と言った高宮の言葉をぐるぐると考えていた。





一緒に暮らすって・・


栗栖さんと斯波さんみたく?


あたしと・・


隆ちゃんが?




ようやく彼との付き合いにも慣れて。


本当に自然に彼とつきあっているのに



それって


世間一般に言う


『同棲』????


夏希は思わず頭をかきむしった。




まず、母の顔が頭に浮かんでしまった。




そんなんしたら!


お母さんに怒られる!


いくら隆ちゃんとって言ったって!!


そんなけじめのないことって。



しかも。


隆ちゃんは相変わらず、家族とは疎遠で。


最近は全く一線を引いて連絡もしてないみたいだし。



でも


いちおう・・


一緒に暮らすだなんてことになったら


隆ちゃんのお父さんやお母さんのことも


無視できないし!


あたし、ほんっと心象悪いし。



だからと言って


無断で一緒に暮らすだなんて・・


できないし。




いきなりあんなこと言い出すなんて


隆ちゃん、どうしたんだろう・・。




気がついたら


もう深夜になっていた。





高宮は昼休みネットで不動産情報を熱心に見ていた。


「え? なに? マンション?」


志藤が覗き込んできた。



「え・・ああ・・まあ。 今のトコ来年春に更新で。 狭いから引っ越そうかなって・・」


高宮は口ごもった。


「もう秘書課のチーフやもんなあ。 給料、めっちゃ上がっちゃったしな~~。
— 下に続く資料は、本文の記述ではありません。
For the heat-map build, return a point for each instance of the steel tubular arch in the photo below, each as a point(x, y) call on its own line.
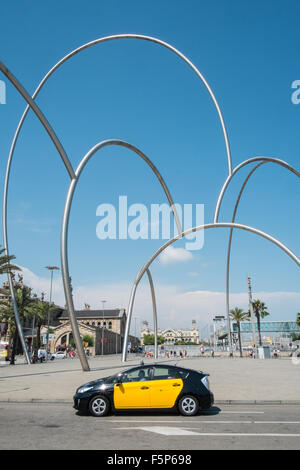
point(64, 157)
point(60, 149)
point(64, 236)
point(229, 251)
point(261, 160)
point(154, 313)
point(241, 165)
point(142, 271)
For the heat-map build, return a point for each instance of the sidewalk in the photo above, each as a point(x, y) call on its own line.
point(232, 380)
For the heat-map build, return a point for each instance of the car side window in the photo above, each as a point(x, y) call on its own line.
point(182, 373)
point(164, 373)
point(137, 375)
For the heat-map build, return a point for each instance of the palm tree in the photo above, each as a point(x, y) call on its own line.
point(5, 263)
point(260, 311)
point(40, 312)
point(25, 302)
point(238, 315)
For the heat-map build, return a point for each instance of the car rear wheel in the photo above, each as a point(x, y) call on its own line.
point(99, 406)
point(188, 405)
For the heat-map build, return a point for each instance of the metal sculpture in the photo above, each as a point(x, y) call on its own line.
point(141, 273)
point(262, 161)
point(70, 170)
point(74, 176)
point(64, 236)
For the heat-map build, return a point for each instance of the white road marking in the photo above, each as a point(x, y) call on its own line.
point(171, 431)
point(181, 422)
point(243, 412)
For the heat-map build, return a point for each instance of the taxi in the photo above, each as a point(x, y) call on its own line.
point(147, 387)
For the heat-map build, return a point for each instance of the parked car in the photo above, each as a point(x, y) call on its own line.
point(151, 387)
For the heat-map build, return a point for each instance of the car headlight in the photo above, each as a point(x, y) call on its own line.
point(84, 389)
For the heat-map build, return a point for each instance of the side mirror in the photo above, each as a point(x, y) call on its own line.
point(120, 379)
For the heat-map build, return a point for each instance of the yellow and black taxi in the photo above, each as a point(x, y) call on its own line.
point(147, 387)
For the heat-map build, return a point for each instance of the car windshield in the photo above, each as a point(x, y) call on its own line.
point(129, 375)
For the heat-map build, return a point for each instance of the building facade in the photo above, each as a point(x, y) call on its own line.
point(171, 336)
point(106, 327)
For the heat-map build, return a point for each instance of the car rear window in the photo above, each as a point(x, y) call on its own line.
point(163, 373)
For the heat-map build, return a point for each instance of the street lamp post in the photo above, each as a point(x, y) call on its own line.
point(103, 302)
point(50, 268)
point(251, 313)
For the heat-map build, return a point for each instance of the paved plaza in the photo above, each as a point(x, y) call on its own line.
point(232, 380)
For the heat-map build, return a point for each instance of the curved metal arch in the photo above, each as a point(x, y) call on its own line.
point(187, 232)
point(64, 236)
point(67, 57)
point(35, 108)
point(241, 165)
point(262, 160)
point(64, 157)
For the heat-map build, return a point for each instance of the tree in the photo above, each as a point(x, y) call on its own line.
point(5, 263)
point(25, 303)
point(149, 340)
point(238, 315)
point(260, 311)
point(40, 311)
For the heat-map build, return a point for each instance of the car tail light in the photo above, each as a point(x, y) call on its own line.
point(205, 381)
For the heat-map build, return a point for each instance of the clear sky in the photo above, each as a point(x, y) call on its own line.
point(142, 93)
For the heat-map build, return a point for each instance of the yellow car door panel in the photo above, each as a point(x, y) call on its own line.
point(132, 395)
point(163, 393)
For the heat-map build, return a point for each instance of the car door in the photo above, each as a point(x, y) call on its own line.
point(134, 390)
point(165, 387)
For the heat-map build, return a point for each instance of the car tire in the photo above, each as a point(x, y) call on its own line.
point(99, 406)
point(188, 405)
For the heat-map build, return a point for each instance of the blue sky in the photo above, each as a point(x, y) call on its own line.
point(142, 93)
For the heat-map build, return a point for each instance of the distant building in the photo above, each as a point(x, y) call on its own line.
point(91, 322)
point(189, 335)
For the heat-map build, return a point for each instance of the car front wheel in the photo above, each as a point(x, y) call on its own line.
point(188, 405)
point(99, 406)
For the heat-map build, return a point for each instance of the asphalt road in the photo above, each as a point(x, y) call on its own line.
point(58, 426)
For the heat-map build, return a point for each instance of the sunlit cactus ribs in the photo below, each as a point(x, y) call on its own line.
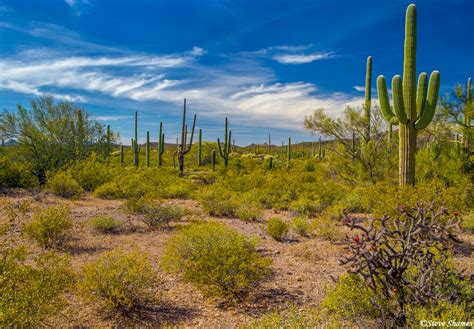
point(161, 145)
point(183, 147)
point(368, 96)
point(135, 145)
point(413, 108)
point(225, 151)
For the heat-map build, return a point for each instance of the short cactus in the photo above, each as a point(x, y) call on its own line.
point(225, 151)
point(414, 107)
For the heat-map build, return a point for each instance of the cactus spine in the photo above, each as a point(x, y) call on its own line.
point(414, 107)
point(147, 155)
point(288, 154)
point(161, 145)
point(224, 152)
point(467, 117)
point(200, 148)
point(135, 145)
point(184, 148)
point(368, 96)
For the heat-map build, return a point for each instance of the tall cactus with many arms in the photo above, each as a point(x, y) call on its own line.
point(161, 145)
point(184, 148)
point(368, 96)
point(414, 107)
point(224, 152)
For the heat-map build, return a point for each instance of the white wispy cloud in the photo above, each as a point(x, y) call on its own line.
point(302, 59)
point(291, 54)
point(241, 88)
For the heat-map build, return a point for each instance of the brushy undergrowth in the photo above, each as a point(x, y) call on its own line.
point(49, 227)
point(218, 259)
point(119, 280)
point(31, 290)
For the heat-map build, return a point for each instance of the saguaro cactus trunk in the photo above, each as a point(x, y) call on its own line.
point(368, 97)
point(414, 107)
point(200, 148)
point(183, 148)
point(225, 151)
point(161, 145)
point(135, 145)
point(147, 148)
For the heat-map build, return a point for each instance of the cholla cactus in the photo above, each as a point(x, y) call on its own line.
point(414, 107)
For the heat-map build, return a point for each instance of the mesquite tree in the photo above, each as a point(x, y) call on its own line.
point(414, 107)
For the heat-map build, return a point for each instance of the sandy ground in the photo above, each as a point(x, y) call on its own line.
point(302, 267)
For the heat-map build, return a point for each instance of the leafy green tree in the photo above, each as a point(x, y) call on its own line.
point(52, 133)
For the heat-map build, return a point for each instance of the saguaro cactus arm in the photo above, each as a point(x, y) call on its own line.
point(398, 105)
point(385, 107)
point(430, 103)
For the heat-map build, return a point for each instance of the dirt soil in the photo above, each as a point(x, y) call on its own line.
point(302, 267)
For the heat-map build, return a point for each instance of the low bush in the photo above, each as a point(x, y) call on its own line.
point(63, 185)
point(153, 213)
point(301, 225)
point(105, 224)
point(31, 290)
point(277, 228)
point(50, 226)
point(218, 259)
point(119, 280)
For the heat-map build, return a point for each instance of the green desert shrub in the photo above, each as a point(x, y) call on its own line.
point(90, 173)
point(105, 224)
point(292, 318)
point(63, 185)
point(154, 213)
point(218, 259)
point(301, 226)
point(277, 228)
point(14, 174)
point(31, 289)
point(50, 226)
point(119, 280)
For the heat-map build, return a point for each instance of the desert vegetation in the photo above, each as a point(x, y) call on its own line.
point(371, 225)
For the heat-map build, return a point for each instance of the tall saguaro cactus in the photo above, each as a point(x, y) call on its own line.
point(288, 153)
point(184, 148)
point(135, 145)
point(200, 148)
point(147, 148)
point(467, 134)
point(368, 96)
point(414, 107)
point(161, 145)
point(224, 152)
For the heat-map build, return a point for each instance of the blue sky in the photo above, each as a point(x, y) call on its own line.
point(264, 64)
」


「そういうんでもないですけど。」




夕べの夏希のリアクションに


少々、ガッカリしていた。



もっと


喜んでくれるかなって


思ったりしちゃったのに。



だいたい。



なんでおれがいきなりあんなことを言い出したかって。


それは


あいも変わらず、彼女のマンションに行くと


たまに斯波さんとバッティングしちゃって。


あの怖い顔で


『また来たのか』


みたいな目えされて。


ほんっと針のムシロで。



彼女をあそこから引っ越させたい・・




そう思ってしまったのがきっかけだった。